I was a young reporter and news presenter at Radio Sweden when he visited Stockholm. He knew my name because my chronicles from Scandinavia had been published in Cumhuriyet.
What made him completely different from the flock was the fact that he rightly did not identify himself with this or that ideology, nor did he engage as an activist in any political line, or as a twisted missionary. I liked that. He was a rare bird in a polluted professional environment where principles of Kemalism had a constant priority over the ethical codes of journalism.
Our paths crossed again some years later in 1992, when I was in the newsroom of Show TV. Mehmet Ali had then moved to the same channel.
It was a tough time. The Kurdistan Workers' Party (PKK) had escalated the warfare and reporting on the issue was a daily challenge. What made us proud was the fact that the news team in Paris and the ones in İstanbul defied the external pressures and used a language with high standards, using the K-word and all sorts of local Kurdish sources -- including ones affiliated with the PKK. The authorities didn't like it and tried to suppress it, but to no avail. It lasted three years.
Birand's magic throughout his career was in an enormous drive for the story, huge curiosity and, of course, luck. Had he not been stationed for a long time in Europe (he was in Brussels for years), and not had a command of other languages, he would not have been the same. He was a quick learner and, by following Western media, he knew immediately what standards would make a journalist truly a journalist. His sweet mischief was also very useful in shaping him into a fine interviewer. He could ask any question without intimidation and would often get answers.
He was ruthless with colleagues, but only for the sake of the story.
He was also lucky. When he stepped into the domain of TV, he chose the correct medium. Though strictly controlled by the state, public broadcaster TRT had a huge archive. He realized its value, and used it as nobody else would have dared or imagined. To this day, he is almost unique in being a true TV journalist here. He relied heavily on the power of images, old and new, while most of us can only do what amounts to radio in the domain of TV with low budget talk shows with “talking heads.”
In Turkey, where the authority always expects loyalty from a journalist, he proved to remain loyal only to his profession. He was the first to write about the mighty military, not long after the 1980 coup. He was deeply detested for it, and “marked” for life. Yet, he survived and continued to fight against taboos and broke them, in his own sweet way.
What made him a true journalist was also his openness to critique. He accepted his shortcomings. I remember a chat between us. When the apology campaign for 1915 took place, he had written a blurred opinion that had frustrated me. I called him and told him what he, as Birand, should be saying instead.

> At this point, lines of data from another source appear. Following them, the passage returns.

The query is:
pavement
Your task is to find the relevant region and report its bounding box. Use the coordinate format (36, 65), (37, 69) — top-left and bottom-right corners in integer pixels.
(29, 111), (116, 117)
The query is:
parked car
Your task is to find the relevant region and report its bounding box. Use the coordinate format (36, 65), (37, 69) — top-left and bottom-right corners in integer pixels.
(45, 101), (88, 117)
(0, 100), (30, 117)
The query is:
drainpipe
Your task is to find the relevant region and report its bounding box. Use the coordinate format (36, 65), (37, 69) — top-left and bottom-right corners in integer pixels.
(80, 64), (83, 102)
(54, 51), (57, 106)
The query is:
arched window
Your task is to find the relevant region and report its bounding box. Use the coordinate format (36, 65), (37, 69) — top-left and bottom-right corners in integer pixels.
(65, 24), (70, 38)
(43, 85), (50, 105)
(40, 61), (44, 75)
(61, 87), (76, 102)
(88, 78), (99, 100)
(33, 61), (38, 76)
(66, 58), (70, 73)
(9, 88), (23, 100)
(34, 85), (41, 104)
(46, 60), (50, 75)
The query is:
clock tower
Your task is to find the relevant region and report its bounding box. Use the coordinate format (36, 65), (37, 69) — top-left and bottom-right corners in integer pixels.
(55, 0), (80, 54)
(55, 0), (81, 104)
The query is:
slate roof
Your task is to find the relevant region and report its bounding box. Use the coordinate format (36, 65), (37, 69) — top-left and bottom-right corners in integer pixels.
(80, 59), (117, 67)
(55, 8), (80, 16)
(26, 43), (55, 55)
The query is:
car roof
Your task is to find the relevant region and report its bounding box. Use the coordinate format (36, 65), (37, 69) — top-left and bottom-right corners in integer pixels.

His article the next day was exactly that -- a correction of what he had written and much more, joining those with the view that “we must all accept the pain of the Armenians.”
He was also one of the few (four) colleagues who called to console me when I was fired as news ombudsman by the owner of the Doğan Media Group because of a column. He told me openly that I was completely right to defend my position and that he admired that.
We will always remember him as a groundbreaker. He managed to be unique, also, in the sense that he unified all segments of Turkey in mourning sincerely for him. Except, of course, those who hated his plea for peace, globalism and freedom. Some of them were shamelessly present at his funeral, including “colleagues” who in 1997 had sent him out into the cold due to their filthy loyalty to the military. It was that type of “journalists” Mehmet Ali always detested, though with a sweet smile -- and his work.